The bath itself was a severe ordeal to all who were involved. During the earlier attempts we wore raincoats, sou’westers, and rubber boots, but we found these inadequate. Later we wore only simple breech-clouts. Mutt never gave up, and he would sometimes go to incredible lengths to cheat the tub. Once he snatched a piece of naphtha soap out of my hand and swallowed it, whether accidentally or not I do not know. He began frothing almost immediately, and we curtailed the b
ath and called the veterinary.
The veterinary was a middle-aged and unimaginative man whose practice was largely limited to healing boils on horses and hard udders on cows. He refused to believe that Mutt had voluntarily swallowed soap, and he left in something of a huff. Mutt took advantage of the hullabaloo to vanish. He returned twenty-four hours later looking pale and emaciated – having proved the emetic efficacy of naphtha soap beyond all question.
The decision to bathe Mutt was never lightly made, and we tended to postpone it as long as possible. He was long overdue for a cleansing when, in late July, I went away to spend a few days at a friend’s cottage on Lake Manitou.

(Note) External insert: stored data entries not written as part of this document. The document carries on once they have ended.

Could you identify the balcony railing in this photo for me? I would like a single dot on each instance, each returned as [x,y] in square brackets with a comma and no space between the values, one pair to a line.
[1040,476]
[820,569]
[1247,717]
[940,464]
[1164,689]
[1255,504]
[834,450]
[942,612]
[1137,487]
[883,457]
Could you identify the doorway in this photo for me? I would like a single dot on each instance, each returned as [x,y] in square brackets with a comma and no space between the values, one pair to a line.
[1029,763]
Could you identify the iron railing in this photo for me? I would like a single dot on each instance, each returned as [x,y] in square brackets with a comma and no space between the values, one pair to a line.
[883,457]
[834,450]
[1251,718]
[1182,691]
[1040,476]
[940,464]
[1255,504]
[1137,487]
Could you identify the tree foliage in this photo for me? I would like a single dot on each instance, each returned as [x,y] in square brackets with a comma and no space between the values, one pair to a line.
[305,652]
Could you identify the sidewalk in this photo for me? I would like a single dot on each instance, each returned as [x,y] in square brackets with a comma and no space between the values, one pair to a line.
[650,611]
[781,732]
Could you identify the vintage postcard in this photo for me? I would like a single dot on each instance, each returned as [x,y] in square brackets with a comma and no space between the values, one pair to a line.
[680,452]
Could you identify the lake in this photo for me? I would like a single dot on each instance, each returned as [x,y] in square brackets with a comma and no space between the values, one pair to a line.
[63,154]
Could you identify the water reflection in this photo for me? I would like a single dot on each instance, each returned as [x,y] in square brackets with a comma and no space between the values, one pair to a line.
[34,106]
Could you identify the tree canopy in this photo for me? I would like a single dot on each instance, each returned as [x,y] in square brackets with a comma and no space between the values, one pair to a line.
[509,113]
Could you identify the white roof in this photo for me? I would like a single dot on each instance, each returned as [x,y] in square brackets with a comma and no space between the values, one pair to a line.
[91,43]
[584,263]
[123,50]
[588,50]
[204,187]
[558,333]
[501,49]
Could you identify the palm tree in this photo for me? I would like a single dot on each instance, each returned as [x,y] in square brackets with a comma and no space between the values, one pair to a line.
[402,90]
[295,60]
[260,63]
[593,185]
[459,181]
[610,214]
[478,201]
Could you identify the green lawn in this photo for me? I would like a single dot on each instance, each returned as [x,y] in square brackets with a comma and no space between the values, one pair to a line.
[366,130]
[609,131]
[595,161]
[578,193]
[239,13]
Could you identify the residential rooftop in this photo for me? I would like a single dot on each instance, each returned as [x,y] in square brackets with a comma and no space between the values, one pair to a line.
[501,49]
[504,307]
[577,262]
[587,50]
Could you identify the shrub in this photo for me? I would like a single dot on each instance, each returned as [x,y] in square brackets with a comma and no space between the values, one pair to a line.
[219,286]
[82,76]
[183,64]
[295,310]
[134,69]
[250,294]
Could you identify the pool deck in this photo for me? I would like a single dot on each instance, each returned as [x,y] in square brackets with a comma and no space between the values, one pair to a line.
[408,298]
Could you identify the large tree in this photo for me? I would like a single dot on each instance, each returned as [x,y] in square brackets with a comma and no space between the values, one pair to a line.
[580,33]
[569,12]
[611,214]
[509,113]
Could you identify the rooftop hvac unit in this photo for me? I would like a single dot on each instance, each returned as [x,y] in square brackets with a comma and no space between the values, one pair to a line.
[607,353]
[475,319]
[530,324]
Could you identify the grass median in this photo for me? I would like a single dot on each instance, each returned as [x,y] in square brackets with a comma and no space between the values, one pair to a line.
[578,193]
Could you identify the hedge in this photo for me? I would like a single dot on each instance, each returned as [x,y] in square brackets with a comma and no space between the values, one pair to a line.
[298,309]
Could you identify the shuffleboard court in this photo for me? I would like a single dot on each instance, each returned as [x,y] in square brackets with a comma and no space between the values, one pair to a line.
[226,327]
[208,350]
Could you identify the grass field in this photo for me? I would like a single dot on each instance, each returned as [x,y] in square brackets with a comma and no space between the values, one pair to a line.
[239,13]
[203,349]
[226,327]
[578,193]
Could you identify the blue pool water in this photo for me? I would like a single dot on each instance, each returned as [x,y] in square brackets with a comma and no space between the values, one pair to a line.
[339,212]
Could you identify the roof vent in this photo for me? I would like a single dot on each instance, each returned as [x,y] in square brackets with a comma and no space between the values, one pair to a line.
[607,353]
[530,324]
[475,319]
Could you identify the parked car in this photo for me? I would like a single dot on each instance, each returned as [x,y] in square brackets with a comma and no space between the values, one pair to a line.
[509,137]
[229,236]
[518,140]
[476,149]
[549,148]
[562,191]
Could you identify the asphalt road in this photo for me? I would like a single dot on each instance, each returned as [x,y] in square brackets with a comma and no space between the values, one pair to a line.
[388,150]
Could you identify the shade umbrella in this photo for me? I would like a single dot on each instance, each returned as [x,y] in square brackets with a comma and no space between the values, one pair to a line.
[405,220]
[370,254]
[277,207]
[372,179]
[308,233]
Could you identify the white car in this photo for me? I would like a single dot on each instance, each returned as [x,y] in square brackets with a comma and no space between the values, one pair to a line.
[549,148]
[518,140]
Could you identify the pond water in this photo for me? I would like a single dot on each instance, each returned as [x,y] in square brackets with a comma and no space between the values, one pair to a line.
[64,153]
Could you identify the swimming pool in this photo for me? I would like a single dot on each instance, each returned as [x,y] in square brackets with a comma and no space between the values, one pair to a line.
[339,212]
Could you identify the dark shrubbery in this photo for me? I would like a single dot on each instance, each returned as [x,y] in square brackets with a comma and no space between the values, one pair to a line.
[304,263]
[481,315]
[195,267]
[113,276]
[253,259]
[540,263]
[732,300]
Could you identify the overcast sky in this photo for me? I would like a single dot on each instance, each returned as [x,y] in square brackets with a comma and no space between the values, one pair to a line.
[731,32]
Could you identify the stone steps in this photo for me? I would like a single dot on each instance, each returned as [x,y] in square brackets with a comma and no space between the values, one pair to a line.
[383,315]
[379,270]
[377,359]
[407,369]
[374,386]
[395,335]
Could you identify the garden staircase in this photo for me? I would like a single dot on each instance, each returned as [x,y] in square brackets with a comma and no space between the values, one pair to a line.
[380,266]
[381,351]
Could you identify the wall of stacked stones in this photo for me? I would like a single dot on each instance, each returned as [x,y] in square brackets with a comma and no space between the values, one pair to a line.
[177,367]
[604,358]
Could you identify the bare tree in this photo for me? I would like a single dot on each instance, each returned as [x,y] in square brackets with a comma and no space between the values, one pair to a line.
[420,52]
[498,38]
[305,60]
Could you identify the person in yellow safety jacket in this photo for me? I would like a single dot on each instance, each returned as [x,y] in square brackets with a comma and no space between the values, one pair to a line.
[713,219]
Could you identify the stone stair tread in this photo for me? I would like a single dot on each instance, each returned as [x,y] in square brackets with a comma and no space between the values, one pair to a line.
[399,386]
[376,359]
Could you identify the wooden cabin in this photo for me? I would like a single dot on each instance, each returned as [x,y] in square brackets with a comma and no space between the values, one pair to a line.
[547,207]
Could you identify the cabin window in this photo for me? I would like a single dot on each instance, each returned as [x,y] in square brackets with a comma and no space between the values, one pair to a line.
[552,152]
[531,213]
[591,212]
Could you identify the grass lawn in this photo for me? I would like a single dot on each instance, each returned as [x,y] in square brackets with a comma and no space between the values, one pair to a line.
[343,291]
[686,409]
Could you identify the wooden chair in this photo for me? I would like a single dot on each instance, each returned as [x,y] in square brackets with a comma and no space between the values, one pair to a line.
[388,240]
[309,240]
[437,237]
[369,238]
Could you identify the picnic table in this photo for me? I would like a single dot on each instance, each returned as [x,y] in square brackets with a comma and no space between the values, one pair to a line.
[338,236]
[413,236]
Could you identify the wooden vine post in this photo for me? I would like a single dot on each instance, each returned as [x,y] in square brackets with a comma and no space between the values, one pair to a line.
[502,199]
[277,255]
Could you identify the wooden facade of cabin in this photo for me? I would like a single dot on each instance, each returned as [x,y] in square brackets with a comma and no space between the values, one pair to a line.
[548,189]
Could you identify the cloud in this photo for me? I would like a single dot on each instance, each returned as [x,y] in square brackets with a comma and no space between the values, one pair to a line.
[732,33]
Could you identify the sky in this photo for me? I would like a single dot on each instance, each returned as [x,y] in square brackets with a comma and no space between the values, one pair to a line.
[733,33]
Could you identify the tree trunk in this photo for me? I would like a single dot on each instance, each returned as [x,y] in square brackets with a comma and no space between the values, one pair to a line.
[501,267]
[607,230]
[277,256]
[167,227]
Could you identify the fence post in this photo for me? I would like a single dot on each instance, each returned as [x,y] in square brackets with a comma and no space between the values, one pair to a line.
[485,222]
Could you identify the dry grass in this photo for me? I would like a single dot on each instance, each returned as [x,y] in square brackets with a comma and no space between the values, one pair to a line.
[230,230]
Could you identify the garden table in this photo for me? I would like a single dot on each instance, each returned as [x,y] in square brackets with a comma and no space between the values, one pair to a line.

I enjoyed myself at Manitou, which is one of the saltiest of the west’s salt sloughs. My friend and I spent most of our days trying to swim, despite the fact that the saline content of the water was so high that it was impossible to sink deep enough to reach a point of balance. We slithered about on the surface, acquiring painful sunburns and bad cases of salt-water itch.
I was in a carefree and happy mood when, on Monday morning, I arrived back in Saskatoon. I came up the front walk of our house whistling for Mutt and bearing a present for him – a dead gopher that we had picked up on the road home. He did not respond to my whistle. A little uneasily I pushed through the front door and found Mother sitting on the chesterfield, looking deeply distressed. She stood up when she saw me and clutched me to her bosom.
“Oh, darling,” she cried, “your poor, poor dog! Oh, your poor, poor dog!”
A lethal apprehension overwhelmed me. I stiffened in her arms. “What’s the matter with him?” I demanded.
Mother released me and looked into my eyes. “Be brave, darling,” she said. “You’d better see him for yourself. He’s under the garage.”